Damn. I fucked up. I fucked up really bad. And I could've stopped myself. But I didn't. I've been with this girl for almost 11 months.

I feel terrible, sitting in first period looking stupid as fuck because the girl I'm in love with just poured her heart out to me and all I could say to back myself up was "taya she's lying,".

She sounded so serious, I don't know if I can fix this one. I hope What the fuck was I thinking. What do I do now..

-Erin's P.O.V-

Shit. Did I really just say that? I look around at everybody and they're all staring at me. Even the teacher.

"Taya, wait up!!" I yell running after her in the hallway

"what Erin." she barks at me when I catch up to her

"......I......I'm sorry. I know I just fucked up really bad. But please, don't go."

"Erin do you realize what you just did? Why didn't you tell me this earlier? Or when oh I don't know, ALL MY FRIENDS WERE AROUND? Do you know how embarrassing that is??"

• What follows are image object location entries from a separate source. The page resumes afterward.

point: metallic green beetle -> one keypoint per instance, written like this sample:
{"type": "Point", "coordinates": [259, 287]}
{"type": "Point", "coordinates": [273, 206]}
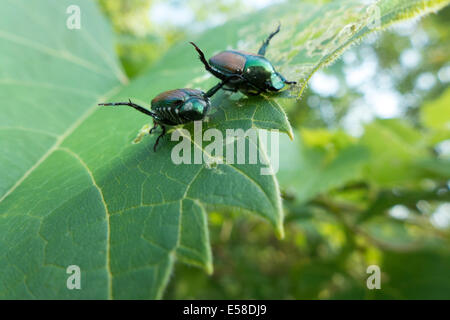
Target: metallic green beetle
{"type": "Point", "coordinates": [249, 73]}
{"type": "Point", "coordinates": [174, 107]}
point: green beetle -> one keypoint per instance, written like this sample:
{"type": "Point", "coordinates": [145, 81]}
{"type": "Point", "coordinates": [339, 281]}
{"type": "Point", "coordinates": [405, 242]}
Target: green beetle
{"type": "Point", "coordinates": [249, 73]}
{"type": "Point", "coordinates": [174, 107]}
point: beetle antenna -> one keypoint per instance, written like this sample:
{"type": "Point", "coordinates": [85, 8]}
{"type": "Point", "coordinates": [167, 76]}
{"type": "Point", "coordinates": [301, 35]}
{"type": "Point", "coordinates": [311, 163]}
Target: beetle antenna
{"type": "Point", "coordinates": [216, 88]}
{"type": "Point", "coordinates": [262, 50]}
{"type": "Point", "coordinates": [202, 58]}
{"type": "Point", "coordinates": [130, 104]}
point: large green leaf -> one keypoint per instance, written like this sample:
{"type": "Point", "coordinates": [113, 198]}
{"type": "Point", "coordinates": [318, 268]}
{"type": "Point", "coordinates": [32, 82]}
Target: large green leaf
{"type": "Point", "coordinates": [76, 190]}
{"type": "Point", "coordinates": [308, 169]}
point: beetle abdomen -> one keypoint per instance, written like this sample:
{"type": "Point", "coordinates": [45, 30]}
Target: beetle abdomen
{"type": "Point", "coordinates": [176, 106]}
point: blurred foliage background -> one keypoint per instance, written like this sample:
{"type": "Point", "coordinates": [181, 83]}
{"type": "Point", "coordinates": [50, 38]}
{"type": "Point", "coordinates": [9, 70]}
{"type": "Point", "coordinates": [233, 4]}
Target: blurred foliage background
{"type": "Point", "coordinates": [366, 181]}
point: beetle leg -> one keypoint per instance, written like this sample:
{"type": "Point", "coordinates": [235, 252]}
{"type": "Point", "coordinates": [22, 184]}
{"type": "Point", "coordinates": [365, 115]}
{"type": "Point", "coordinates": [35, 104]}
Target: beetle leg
{"type": "Point", "coordinates": [262, 50]}
{"type": "Point", "coordinates": [217, 87]}
{"type": "Point", "coordinates": [159, 137]}
{"type": "Point", "coordinates": [202, 58]}
{"type": "Point", "coordinates": [155, 125]}
{"type": "Point", "coordinates": [130, 104]}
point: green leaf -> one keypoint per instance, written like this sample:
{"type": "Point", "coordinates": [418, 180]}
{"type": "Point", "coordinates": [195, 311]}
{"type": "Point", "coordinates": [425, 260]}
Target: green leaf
{"type": "Point", "coordinates": [436, 114]}
{"type": "Point", "coordinates": [396, 149]}
{"type": "Point", "coordinates": [76, 190]}
{"type": "Point", "coordinates": [313, 166]}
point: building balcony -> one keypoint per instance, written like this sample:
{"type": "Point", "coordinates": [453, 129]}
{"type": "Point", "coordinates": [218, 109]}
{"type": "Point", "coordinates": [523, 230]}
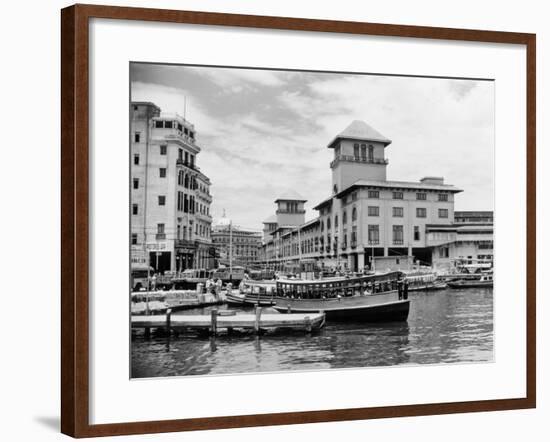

She...she was right. Damn.

"taya you had to find out sooner or later." I say trying to calm her down

"Erin don't. I...I don't know if I even wanna speak to you anymore. You kept a secret from me for that that amount of time? I can't." she says storming off into the bathroom.

Damn. Now a whole bunch of people are going to hate me.

*almost about a week later*

-Taya's P.O.V-

I'm tired. Tired of crying....and thinking. Going over how we went wrong. I wish I knew, but I don't.

It's saturday...and there's no one at home. And I guess I'll be staying here all day since me and Erin aren't talking right now.

*sigh*

How depressing.

*checks instagram*

Nobody is doing anything, but then I see a picture that catches my eye...it's...it's Roc.

Laying in bed. And the caption it says "no kid games, I need a lady!"

And there were a whole bunch of girls commenting with hearts and kissy faces. It makes me feel like I was a side hoe when we were together or one of his girlfriends.

My heart just basically exploded in my chest. I feel like dying. I can't believe we done. Just because of some stupid slut at school.

I told this boy things about myself I haven't even told my best friends.

I just couldn't get over it. But honestly why was I trippin'?

I had to get my mind off of him, the whole situation.

I open my laptop and login.

The first thing I go to is Facebook (I know lame) but I haven't been on in a minute.

Nobody is on, but a notification pops up, it's not Facebook, but Skype.

"Incoming Call from Diggy S."

Oh shit. I look horrible!!

Trying to get myself together I answer it

"h..hello?" I say softly

"heyyyyy wassup? How you been?" Diggy replies

"oh um, nothing much, just tired from school...what about you?"